[114] Exhibits 3, 4, and 5

We recently presented evidence of data tampering in four retracted papers co-authored by Harvard Business School professor Francesca Gino. She is now suing the three of us (and Harvard University).

Gino’s lawsuit (.htm), like many lawsuits, contains a number of Exhibits that present information relevant to the case. For example, the lawsuit contains some Exhibits that present the original four posts that we wrote earlier this summer. The current post concerns three other Exhibits from her lawsuit (Exhibits 3, 4, and 5), which are the retraction requests that Harvard sent to the journals. Those requests were extremely detailed, and report specifics of what Harvard's investigators found.

Specifically, those Exhibits contain excerpts of a report by an "independent forensic firm" hired by Harvard. The firm compared data used to produce the results in the published papers to earlier versions of data files for the same studies. According to the Exhibits, those earlier data files were either (1) “original Qualtrics datasets”, (2) “earlier versions of the data”, or (3) “provided by [a] research assistant (RA) aiding with the study”. We have never had access to those earlier files, nor have we ever had access to the report that Harvard wrote summarizing the results of their investigation.

For all four studies, the forensic firm found consequential differences between the earlier and final versions of the data files, such that the final versions exhibited stronger effects in the hypothesized direction than did the earlier versions. The Exhibits contain some of the firm’s detailed evidence of the specific discrepancies between earlier and published versions of the datasets.

In this post we summarize what is in those Exhibits.

Colada[109] – "Clusterfake" (Shu et al., 2012, Study 1)

Shu et al. (2012) reported that people were less likely to cheat when they signed an honesty pledge at the top vs. bottom of a form.

The lawsuit’s Exhibit 3 (.pdf) compares the Published Data with “original” data files “provided by the research assistant (RA) aiding with the study” (p. 6).

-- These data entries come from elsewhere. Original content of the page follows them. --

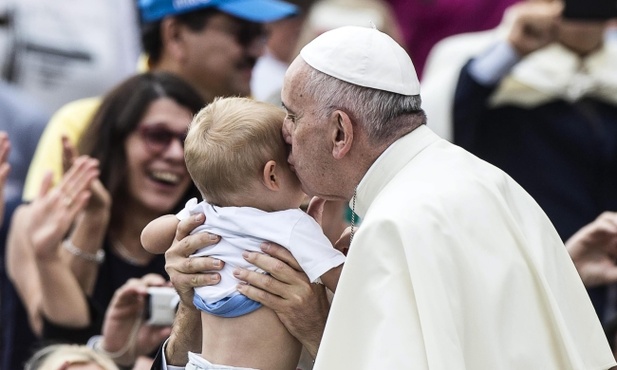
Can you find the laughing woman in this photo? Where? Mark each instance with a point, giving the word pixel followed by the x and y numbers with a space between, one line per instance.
pixel 81 239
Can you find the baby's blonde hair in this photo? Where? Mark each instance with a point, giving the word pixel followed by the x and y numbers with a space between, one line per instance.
pixel 228 144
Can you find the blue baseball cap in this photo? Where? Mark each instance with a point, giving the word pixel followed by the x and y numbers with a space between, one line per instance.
pixel 259 11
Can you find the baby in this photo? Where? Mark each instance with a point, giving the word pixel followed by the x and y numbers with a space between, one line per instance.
pixel 236 155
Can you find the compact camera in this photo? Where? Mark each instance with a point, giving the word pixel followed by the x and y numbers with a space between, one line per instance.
pixel 161 306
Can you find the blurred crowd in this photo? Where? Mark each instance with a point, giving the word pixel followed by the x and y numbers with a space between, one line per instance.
pixel 96 98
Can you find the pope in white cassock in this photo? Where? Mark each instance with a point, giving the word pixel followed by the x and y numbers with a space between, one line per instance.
pixel 454 266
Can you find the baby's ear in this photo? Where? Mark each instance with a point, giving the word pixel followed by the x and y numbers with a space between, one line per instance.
pixel 270 176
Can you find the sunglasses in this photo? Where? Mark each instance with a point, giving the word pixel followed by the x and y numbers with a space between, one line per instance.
pixel 158 137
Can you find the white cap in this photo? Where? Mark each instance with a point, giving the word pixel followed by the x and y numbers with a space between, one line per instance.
pixel 363 56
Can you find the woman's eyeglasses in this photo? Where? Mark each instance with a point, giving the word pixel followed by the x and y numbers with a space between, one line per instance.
pixel 158 137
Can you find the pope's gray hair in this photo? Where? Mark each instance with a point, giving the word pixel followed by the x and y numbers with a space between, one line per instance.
pixel 384 115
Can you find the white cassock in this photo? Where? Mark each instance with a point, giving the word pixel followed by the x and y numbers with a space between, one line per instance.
pixel 455 266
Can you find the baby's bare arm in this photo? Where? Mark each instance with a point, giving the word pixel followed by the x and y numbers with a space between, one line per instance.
pixel 158 235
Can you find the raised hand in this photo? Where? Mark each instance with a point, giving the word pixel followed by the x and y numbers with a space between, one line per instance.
pixel 100 199
pixel 55 210
pixel 5 147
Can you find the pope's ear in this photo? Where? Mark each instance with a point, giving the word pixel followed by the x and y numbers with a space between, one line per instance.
pixel 342 136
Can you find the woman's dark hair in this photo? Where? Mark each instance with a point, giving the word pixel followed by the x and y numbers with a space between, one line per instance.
pixel 119 115
pixel 151 39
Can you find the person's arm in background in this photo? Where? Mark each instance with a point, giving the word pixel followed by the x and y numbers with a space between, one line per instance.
pixel 51 217
pixel 90 227
pixel 71 120
pixel 534 26
pixel 594 250
pixel 38 228
pixel 5 148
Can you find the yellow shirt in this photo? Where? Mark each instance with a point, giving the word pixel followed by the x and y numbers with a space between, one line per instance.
pixel 71 120
pixel 456 267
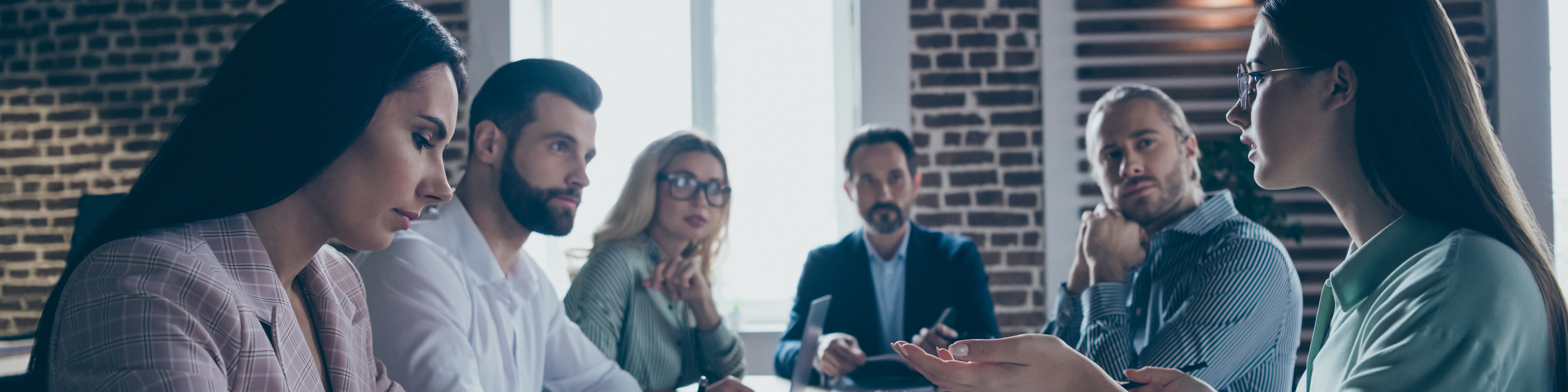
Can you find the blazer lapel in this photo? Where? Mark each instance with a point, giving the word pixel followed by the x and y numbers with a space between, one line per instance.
pixel 858 300
pixel 921 295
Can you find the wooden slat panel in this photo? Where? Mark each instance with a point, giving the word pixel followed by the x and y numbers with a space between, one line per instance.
pixel 1175 24
pixel 1167 48
pixel 1094 5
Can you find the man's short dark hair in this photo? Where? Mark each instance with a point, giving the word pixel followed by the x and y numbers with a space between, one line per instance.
pixel 879 137
pixel 507 96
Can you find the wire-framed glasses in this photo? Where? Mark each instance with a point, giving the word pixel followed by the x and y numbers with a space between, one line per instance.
pixel 684 187
pixel 1247 82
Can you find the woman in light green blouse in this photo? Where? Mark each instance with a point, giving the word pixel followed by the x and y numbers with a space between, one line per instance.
pixel 644 297
pixel 1448 284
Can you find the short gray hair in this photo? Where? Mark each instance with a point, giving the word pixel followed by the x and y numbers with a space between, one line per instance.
pixel 1123 93
pixel 1174 115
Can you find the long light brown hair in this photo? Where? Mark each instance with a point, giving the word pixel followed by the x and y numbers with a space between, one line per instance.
pixel 634 212
pixel 1423 134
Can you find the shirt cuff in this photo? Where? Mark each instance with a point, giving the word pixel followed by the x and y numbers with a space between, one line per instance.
pixel 1106 298
pixel 1070 310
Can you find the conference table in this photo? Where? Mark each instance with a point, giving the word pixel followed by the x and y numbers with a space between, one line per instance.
pixel 763 383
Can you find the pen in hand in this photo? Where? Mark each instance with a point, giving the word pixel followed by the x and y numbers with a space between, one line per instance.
pixel 1186 369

Most relevant to our post (.htm), the Exhibit includes tables listing every observation that the forensic firm was able to match on both Participant ID and Condition between the RA’s data file and the Published Data (p. 7-9 | Screenshot .png). In total, the firm matched 90 of the 101 observations in the Published Data. There are thus 11 observations in that dataset that they could not match to the RA's data file, including "six participant IDs [that] are present in both [data files] but under different [experimental] conditions" (p. 6) [1].

In our post we had flagged nine observations as potentially having been tampered with. We flagged seven because they were out of order, and we flagged two because they had the same ID and the same demographic information. You can most easily see this in the .csv file accompanying our post (.csv), which contains a column called “flag”. Within that column, there is a '1' next to the nine flagged observations (more details in this footnote: [2]).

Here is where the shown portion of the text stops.